La secuencia imparable de proyectos legislativos alejados no ya del derecho sino del sentido común, precisa sin duda de remedios urgentes para su combate. Lo ideal sería que los beneméritos cuerpos de letrados de las Cámaras pudieran ir más allá de sus simples advertencias acerca de estas iniciativas extravagantes e improcedentes, apercibiendo a sus promotores de repercusiones negativas en sus vidas o haciendas, como hemos visto con ocasión del pulso catalán al Estado. Aunque se trate de retos de menor gravedad, algo habrá que hacer para atajar esta desesperante deriva de nuestros Parlamentos, que socava sin cesar los cimientos de cualquier régimen serio, provocando en los ciudadanos una profunda desafección hacia las instituciones y la política.

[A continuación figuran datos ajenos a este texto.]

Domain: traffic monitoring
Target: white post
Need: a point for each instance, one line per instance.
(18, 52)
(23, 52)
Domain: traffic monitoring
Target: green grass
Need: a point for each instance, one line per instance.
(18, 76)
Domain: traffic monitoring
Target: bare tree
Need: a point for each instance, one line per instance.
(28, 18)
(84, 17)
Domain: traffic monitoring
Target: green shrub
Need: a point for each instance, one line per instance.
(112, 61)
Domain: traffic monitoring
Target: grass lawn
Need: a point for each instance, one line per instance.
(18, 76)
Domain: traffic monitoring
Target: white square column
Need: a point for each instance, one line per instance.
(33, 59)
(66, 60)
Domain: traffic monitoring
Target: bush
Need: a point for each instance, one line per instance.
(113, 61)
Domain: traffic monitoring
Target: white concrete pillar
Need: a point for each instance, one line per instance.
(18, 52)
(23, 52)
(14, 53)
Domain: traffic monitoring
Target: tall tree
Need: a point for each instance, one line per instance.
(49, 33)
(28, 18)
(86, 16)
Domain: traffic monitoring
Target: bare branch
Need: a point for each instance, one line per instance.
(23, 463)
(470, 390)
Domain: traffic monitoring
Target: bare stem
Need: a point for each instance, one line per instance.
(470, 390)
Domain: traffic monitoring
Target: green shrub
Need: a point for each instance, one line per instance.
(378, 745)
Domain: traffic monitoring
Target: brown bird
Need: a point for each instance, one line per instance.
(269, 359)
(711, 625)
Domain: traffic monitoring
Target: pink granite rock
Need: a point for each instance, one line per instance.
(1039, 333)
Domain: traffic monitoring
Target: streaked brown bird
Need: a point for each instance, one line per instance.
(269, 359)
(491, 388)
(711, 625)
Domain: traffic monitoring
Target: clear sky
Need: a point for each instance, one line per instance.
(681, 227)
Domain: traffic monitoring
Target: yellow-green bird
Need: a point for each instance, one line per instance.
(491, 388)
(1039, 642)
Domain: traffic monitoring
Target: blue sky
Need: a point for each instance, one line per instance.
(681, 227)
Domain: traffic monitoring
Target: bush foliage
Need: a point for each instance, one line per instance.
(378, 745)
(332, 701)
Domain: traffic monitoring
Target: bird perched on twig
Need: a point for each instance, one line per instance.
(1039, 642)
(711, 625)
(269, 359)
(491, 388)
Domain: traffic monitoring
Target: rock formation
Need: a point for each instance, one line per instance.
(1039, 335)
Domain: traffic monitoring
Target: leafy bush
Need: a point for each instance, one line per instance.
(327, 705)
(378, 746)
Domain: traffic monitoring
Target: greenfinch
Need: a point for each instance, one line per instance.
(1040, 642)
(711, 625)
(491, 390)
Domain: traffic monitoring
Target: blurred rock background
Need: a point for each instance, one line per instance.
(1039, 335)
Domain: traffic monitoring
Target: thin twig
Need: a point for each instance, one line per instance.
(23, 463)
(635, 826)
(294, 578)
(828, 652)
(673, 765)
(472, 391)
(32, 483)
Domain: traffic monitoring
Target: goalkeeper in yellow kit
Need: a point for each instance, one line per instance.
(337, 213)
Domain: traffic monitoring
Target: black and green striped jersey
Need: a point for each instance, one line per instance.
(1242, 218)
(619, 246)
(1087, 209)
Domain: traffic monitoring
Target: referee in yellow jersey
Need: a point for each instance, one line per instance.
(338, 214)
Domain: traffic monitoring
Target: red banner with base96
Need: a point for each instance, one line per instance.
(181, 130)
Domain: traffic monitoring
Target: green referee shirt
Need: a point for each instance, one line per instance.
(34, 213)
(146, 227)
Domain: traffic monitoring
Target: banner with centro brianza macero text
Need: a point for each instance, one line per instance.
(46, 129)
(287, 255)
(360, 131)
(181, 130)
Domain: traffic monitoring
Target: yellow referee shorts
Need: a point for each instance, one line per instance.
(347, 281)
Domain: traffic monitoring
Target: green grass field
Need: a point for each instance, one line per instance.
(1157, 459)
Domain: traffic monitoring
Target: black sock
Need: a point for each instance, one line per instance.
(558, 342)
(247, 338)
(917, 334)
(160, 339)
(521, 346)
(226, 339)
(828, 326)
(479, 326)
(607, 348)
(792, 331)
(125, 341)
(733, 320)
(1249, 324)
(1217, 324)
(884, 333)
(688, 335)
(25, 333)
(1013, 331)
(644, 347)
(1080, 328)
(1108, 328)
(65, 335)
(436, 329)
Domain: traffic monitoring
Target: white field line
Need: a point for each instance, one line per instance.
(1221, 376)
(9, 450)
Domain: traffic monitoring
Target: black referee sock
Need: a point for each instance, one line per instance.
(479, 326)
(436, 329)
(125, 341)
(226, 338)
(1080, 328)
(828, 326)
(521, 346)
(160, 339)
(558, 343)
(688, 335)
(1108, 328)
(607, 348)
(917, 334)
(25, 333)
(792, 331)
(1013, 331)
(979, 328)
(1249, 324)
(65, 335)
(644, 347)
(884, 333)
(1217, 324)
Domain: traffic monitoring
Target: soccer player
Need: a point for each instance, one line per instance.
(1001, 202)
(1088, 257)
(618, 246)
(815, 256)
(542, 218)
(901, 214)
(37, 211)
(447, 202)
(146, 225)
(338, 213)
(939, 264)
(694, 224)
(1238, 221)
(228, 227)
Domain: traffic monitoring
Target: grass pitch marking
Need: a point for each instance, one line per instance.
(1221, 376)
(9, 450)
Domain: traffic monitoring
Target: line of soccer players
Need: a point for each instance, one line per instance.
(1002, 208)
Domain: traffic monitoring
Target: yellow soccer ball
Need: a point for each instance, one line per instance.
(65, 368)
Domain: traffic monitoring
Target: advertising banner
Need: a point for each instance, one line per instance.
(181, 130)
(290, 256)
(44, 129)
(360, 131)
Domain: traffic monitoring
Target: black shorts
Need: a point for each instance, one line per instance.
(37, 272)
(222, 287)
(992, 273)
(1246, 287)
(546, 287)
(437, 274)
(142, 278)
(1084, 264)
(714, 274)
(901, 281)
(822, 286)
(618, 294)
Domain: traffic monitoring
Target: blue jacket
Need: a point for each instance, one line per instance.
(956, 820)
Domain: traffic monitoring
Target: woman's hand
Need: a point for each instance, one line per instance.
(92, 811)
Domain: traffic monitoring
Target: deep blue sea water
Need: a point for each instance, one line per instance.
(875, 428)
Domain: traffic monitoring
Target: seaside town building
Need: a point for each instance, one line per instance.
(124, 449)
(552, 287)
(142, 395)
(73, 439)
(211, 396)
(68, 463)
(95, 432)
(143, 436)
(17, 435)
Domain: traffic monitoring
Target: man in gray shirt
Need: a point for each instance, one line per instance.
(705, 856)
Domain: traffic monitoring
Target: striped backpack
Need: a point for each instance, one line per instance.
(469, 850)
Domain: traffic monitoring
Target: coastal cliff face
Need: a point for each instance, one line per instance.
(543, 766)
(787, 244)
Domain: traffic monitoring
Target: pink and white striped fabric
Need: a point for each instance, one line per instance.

Con todo, el mayor peligro que se cierne sobre este preocupante escenario viene dado por el inquietante acceso al poder constitucional de aquellos que precisamente están detrás de esta deplorable situación. Cuando los que se apartan de la más obvia sindéresis y el respeto más primario al orden establecido sean los mismos llamados a aplicar el test de arbitrariedad legal, el asunto tendrá desde luego mal pronóstico. Se producirá entonces el retorno al reino de la iniquidad, justo lo que quisimos enterrar con motivo de los sucesivos procesos revolucionarios que nos trajeron la edad contemporánea y para lo que hemos levantado con tanto esfuerzo las estructuras democráticas modernas.

Nada de lo que aquí se cuenta sería necesario si la tarea legislativa se recondujera a lo que le es propio: dotar a la sociedad de reglas eficaces que resuelvan problemas reales y haciéndolo con amplio consenso ciudadano, algo que por desgracia hoy brilla por su ausencia.